ATP releasing agent (Somalyze), Tris-acetate buffer, ATP-monitoring reagent (firefly luciferase, D-luciferin) and ATP-standard (EG+G. Wallac, Turku, Finland) are needed for the assay.
100 µL of ATP releasing agent was added to each well of a 96 well microtitre tissue culture plate (Greiner, Germany), containing 100 µL of HaCaT cells, and incubated for 5 minutes at room temperature. Then 180 µL of the cell lysate were added to wells of a 96 well white opaque microtitre plate.
This plate was loaded into a BMG LABTECH microplate reader and 20 µL of the luciferin-luciferase reagent (reconstituted with 10 mL of 0.01.M Tris-acetate buffer, 2 nM EDTA buffer ph 7.75) were added to each well by means of an injection pump, and the sample were measured.
Immediately after addition of luciferin-luciferase luminescence was monitored over a period of 10 s (Fast kinetic method). Light output was given as the integral relative light units (RLUs). ATP measurements were carried out at room temperature.
Results & Discussion
Cell numbers and the degree of cell proliferation/cytotoxicity were determinded by ATP bioluminescence and in comparison to a conventional method, the staining with dye Hoechst 33342.
HaCaT cells were initially used to determine whether there was a correlation between cell numbers and measured ATP. The standard curve of ATP was determinded in several groups of experiments (Fig. 1) (r = 0.998; p< 0.0001). From figure 2 it can be seen that after incubation of increasing cell numbers with ATP releasing agent (100 µL) for 5 min at room temperature an increase of released ATP (r = 0.99; p< 0.0001) can be observed.
The correlation was determined from comparison of cell numbers with ATP-bioluminescence readings for each data point and Spearman’s rank correlation was determined for the group as whole. Complete medium cultured in the absence of cells served as a control and contained no detectable ATP. Incubation with 100 µL releasing agent for 5 min at room temperature was optimal for determining the amount of ATP in cultured HaCaT cells. In figure 3 and 4 the correlation between the cell numbers and the ATP concentrations of several experiments were shown after 24h and 48h, respectively.
The data show that with HaCaT cell line tested there were significant correlation between increased cell number and ATP measured by the luciferin-luciferase reaction. In order to show that ATP is an indicator of proliferation and/or cell cytotoxicity the assay was carried out under addition of two different substances. These substanced are hyaluronic acid and hyalogran. Hyaluronic acid (HA) is a major component of extra-cellular matrix, distibuted ubiquitously, with the highest concentration in the soft connective tissue.
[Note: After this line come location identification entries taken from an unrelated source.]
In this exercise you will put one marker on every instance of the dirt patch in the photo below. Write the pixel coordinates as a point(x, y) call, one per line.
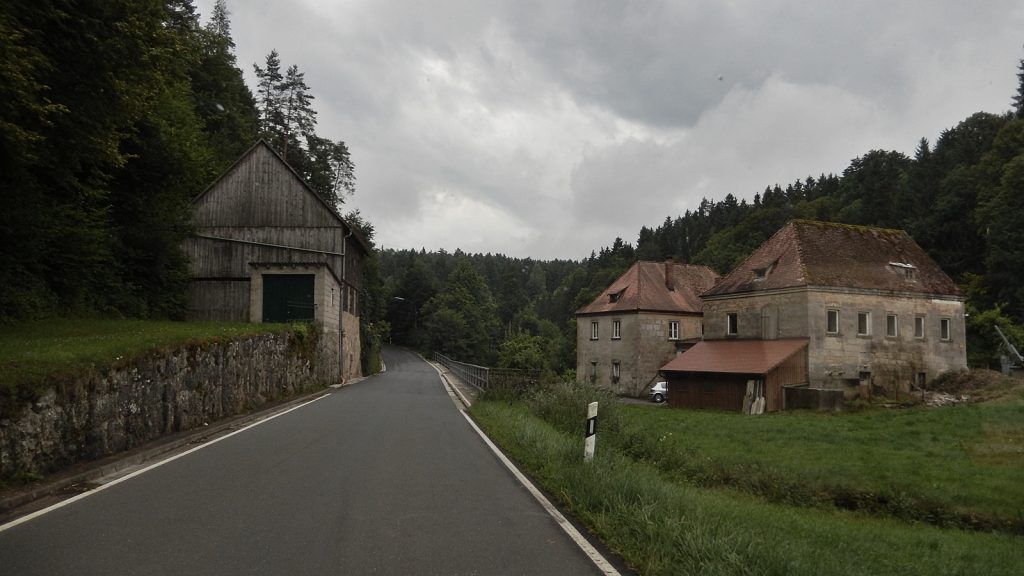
point(972, 386)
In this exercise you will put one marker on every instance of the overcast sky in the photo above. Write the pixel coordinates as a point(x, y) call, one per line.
point(547, 128)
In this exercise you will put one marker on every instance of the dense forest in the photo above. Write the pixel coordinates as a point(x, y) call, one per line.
point(107, 135)
point(114, 115)
point(962, 199)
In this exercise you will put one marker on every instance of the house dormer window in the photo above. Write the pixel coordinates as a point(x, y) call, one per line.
point(907, 271)
point(761, 273)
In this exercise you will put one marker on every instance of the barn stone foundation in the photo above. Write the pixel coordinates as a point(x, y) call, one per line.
point(98, 414)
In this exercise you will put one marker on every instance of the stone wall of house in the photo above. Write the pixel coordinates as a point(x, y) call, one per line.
point(641, 350)
point(879, 360)
point(846, 360)
point(351, 366)
point(97, 414)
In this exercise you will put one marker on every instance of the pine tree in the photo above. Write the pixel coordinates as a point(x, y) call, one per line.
point(1019, 96)
point(299, 118)
point(269, 99)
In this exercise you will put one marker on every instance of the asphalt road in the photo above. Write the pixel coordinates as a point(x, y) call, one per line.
point(383, 477)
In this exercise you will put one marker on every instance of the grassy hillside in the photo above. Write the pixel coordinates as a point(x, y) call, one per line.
point(879, 491)
point(33, 353)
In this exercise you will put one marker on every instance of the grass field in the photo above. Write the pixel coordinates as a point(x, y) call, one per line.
point(956, 465)
point(684, 492)
point(34, 352)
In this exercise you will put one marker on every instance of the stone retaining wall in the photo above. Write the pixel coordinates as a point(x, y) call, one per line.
point(98, 414)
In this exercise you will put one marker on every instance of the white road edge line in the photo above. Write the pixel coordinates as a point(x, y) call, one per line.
point(115, 482)
point(602, 564)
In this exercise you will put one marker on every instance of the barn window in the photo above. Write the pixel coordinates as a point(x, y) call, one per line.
point(892, 325)
point(832, 323)
point(863, 324)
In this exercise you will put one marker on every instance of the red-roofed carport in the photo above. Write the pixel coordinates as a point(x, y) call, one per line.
point(732, 374)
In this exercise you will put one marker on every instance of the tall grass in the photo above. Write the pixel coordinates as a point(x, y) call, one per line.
point(34, 353)
point(662, 526)
point(956, 466)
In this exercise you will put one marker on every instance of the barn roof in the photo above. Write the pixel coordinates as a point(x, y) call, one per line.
point(647, 286)
point(735, 357)
point(263, 145)
point(812, 253)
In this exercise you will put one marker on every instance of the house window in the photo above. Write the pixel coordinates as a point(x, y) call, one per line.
point(832, 324)
point(892, 326)
point(863, 324)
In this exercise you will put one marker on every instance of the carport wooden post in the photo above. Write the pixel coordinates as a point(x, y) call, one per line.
point(591, 439)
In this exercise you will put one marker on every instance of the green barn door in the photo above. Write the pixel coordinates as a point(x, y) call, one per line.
point(288, 297)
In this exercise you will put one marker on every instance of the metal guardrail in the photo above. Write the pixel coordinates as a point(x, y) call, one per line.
point(482, 377)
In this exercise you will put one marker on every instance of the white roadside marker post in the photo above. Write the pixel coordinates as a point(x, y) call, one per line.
point(591, 438)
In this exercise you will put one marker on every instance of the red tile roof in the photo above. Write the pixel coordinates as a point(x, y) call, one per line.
point(735, 357)
point(809, 253)
point(654, 287)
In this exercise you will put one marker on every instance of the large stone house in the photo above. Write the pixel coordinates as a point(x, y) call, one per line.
point(827, 305)
point(267, 248)
point(640, 322)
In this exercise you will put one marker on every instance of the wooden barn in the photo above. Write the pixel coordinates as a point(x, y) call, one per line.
point(736, 375)
point(267, 248)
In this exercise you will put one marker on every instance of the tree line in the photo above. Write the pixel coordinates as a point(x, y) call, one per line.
point(114, 115)
point(962, 199)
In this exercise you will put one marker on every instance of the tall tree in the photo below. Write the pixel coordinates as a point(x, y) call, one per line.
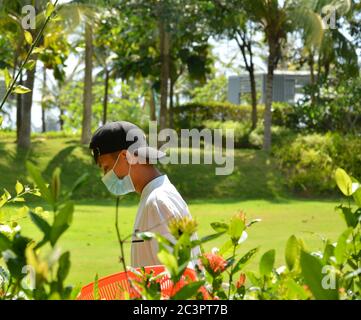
point(88, 84)
point(276, 19)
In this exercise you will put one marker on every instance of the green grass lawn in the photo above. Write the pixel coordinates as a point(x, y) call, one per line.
point(256, 186)
point(94, 248)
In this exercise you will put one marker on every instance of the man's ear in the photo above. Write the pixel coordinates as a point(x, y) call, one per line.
point(132, 159)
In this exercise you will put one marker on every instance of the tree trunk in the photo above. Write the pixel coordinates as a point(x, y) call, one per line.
point(311, 63)
point(43, 102)
point(61, 119)
point(27, 101)
point(106, 92)
point(164, 76)
point(87, 94)
point(245, 45)
point(171, 106)
point(254, 98)
point(152, 114)
point(269, 98)
point(19, 101)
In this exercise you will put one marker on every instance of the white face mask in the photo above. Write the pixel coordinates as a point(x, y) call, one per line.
point(118, 186)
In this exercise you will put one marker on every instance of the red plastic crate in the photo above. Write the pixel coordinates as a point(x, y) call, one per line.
point(115, 287)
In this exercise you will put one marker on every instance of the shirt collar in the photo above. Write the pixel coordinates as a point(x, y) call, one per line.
point(153, 184)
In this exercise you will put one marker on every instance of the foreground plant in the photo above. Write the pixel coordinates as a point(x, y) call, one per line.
point(37, 269)
point(333, 273)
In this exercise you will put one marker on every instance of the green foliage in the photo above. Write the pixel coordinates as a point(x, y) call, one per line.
point(309, 161)
point(337, 107)
point(331, 274)
point(22, 255)
point(214, 90)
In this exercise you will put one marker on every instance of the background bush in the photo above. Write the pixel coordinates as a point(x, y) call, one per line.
point(308, 161)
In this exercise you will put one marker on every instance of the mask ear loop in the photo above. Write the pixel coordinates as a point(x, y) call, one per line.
point(116, 161)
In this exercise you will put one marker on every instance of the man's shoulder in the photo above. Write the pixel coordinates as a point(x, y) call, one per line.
point(165, 196)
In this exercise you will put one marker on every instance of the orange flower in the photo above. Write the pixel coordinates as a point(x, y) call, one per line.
point(215, 262)
point(241, 280)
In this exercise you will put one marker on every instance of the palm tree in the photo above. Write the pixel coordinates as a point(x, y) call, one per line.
point(277, 19)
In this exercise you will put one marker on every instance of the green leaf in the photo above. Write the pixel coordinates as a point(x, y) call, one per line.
point(267, 262)
point(169, 261)
point(39, 181)
point(41, 223)
point(299, 291)
point(211, 237)
point(292, 252)
point(344, 182)
point(348, 216)
point(21, 89)
point(30, 65)
point(145, 235)
point(328, 252)
point(62, 221)
point(49, 9)
point(64, 266)
point(8, 78)
point(227, 246)
point(245, 259)
point(5, 243)
point(236, 227)
point(19, 187)
point(312, 272)
point(38, 50)
point(219, 226)
point(341, 247)
point(357, 197)
point(55, 184)
point(188, 291)
point(28, 37)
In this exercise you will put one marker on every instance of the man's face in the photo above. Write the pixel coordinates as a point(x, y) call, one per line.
point(107, 161)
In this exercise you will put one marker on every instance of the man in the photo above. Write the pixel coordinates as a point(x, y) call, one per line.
point(121, 151)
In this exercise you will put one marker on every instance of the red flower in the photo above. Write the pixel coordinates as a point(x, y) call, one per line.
point(215, 262)
point(241, 281)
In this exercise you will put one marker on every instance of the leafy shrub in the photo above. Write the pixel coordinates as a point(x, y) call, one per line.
point(241, 130)
point(194, 115)
point(279, 135)
point(309, 160)
point(24, 257)
point(337, 107)
point(330, 274)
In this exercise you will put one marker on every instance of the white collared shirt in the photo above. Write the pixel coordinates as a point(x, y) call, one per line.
point(160, 202)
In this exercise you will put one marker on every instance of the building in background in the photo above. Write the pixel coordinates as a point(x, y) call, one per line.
point(287, 86)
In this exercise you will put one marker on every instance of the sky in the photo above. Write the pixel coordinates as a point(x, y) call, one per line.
point(226, 51)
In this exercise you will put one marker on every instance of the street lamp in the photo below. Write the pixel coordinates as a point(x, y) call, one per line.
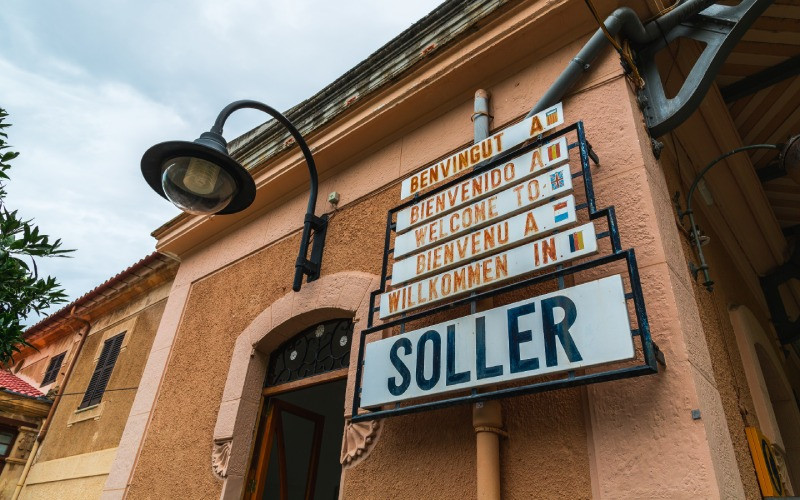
point(201, 178)
point(788, 163)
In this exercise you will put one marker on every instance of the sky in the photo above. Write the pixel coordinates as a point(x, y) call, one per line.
point(89, 86)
Especially the influence of hyaluronic acid is in good agreement with the fact that high molecular weight HA in high concentrations inhibits movement, adherence and phagocytosis of several cell types, while low molecular weight HA at low concentrations stimulates cellular migration, proliferation and phagocytosis.
This study confirmed that the concentration of ATP in the HaCaT cell line can be determined by luciferin- luciferase bioluminescence assay, and also that the monitoring of ATP bioluminescence can be used for the measurement of proliferation and/or cytotoxicity.